Listing 3.2: Generating a summary table with aggregate().
# Include only responses
CoffeeDT <- Coffee[,2:10]

# Run aggregate for each type of summary
tmpN <-aggregate(CoffeeDT,by=list(CoffeeDT$Temperatur),FUN = 'length')
tmpM<-aggregate(CoffeeDT,by=list(CoffeeDT$Temperatur),FUN = 'mean')
tmpM2<-aggregate(CoffeeDT,by=list(CoffeeDT$Temperatur),FUN = 'median')
tmpS<-aggregate(CoffeeDT,by=list(CoffeeDT$Temperatur),FUN = 'sd')
tmpMi<-aggregate(CoffeeDT,by=list(CoffeeDT$Temperatur),FUN = 'min')
tmpMx<-aggregate(CoffeeDT,by=list(CoffeeDT$Temperatur),FUN = 'max')

# Merge these into a dataset
tmp <- cbind(tmpM$Temperatur,tmpN$Liking,tmpM$Liking,tmpM2$Liking,
             tmpS$Liking,tmpMi$Liking,tmpMx$Liking)

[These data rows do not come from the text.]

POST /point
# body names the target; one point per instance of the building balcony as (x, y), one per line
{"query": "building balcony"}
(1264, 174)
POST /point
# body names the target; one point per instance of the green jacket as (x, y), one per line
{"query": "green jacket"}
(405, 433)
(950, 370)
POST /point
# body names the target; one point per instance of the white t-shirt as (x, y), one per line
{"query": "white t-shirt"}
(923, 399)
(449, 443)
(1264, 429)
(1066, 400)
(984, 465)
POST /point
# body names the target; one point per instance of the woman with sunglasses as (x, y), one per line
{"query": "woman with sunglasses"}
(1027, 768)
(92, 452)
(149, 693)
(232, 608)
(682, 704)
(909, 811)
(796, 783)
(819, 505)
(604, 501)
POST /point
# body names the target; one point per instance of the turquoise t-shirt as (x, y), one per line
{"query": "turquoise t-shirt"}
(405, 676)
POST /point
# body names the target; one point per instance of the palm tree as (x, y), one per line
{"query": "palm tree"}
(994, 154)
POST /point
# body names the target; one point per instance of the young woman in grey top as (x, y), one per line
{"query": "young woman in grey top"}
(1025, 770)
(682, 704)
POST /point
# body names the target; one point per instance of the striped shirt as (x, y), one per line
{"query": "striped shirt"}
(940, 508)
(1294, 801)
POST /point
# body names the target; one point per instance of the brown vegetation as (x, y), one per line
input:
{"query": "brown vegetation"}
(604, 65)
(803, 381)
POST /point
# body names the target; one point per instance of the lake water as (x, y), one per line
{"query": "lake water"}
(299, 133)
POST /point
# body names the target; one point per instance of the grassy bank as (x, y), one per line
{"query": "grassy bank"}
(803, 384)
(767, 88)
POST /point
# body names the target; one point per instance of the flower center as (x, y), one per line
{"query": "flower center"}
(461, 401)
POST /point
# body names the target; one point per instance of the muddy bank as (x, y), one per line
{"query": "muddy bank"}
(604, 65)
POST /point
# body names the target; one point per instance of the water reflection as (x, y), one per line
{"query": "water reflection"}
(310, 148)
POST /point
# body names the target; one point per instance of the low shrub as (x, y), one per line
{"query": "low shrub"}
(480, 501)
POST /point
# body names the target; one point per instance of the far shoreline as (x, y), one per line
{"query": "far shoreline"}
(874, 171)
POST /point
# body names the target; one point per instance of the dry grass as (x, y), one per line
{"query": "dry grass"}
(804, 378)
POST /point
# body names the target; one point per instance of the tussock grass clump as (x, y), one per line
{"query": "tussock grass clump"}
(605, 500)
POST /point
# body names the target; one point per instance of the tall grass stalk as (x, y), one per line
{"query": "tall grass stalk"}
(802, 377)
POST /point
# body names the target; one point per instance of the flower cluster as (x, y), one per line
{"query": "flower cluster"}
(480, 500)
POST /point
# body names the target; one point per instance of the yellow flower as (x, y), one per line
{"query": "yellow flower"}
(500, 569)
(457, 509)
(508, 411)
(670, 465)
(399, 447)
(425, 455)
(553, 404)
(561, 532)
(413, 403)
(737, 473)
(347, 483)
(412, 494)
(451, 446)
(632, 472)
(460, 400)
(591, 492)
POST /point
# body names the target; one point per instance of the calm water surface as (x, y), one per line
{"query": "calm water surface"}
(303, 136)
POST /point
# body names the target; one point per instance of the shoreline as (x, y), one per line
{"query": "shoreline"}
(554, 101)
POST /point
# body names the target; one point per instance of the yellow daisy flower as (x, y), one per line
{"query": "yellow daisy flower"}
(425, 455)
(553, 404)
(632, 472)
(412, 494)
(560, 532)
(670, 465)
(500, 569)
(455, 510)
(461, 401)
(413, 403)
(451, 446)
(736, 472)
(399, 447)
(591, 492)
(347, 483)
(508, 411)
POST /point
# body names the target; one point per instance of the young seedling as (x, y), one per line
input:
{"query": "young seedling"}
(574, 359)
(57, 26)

# Add a meaningfull label for each coloumn
colnames(tmp) <- c('Temp','N','Mean','Median','Std','Min','Max') 
print(tmp)
Tasks
  1. The above is done for , try to do it for some of the other responses.
    • Hint: This can be done by repeating the code and exchange $Liking with e.g. $Bitter. However, putting this in a for loop is another option.
  2. What have you learned from analysing these data in terms of importance of serving temperature on the sensorical properties as percieved by consumers?
    • Hint: You can run the code below to get a comprehensive overview. This is based on the mean aggreggate, but you might just as well check some of the other descriptive metrics. For instance, what does the standard deviation tells you about consumers in general, and does the type of sensorical attribute and serving temperature make a difference on the spread in scoring?
Listing 3.3: Code for plotting the results of listing 3.2.
matplot(tmpM[,2],tmpM[,6:10],type='l',lwd=3)
text(cbind(60,t(tmpM[6,6:10])),colnames(tmpM[,6:10]))

You might want to fix some of the labels in these figures. Check the documentation by typing ?matplot and see how to add meaning full stuff to the plot.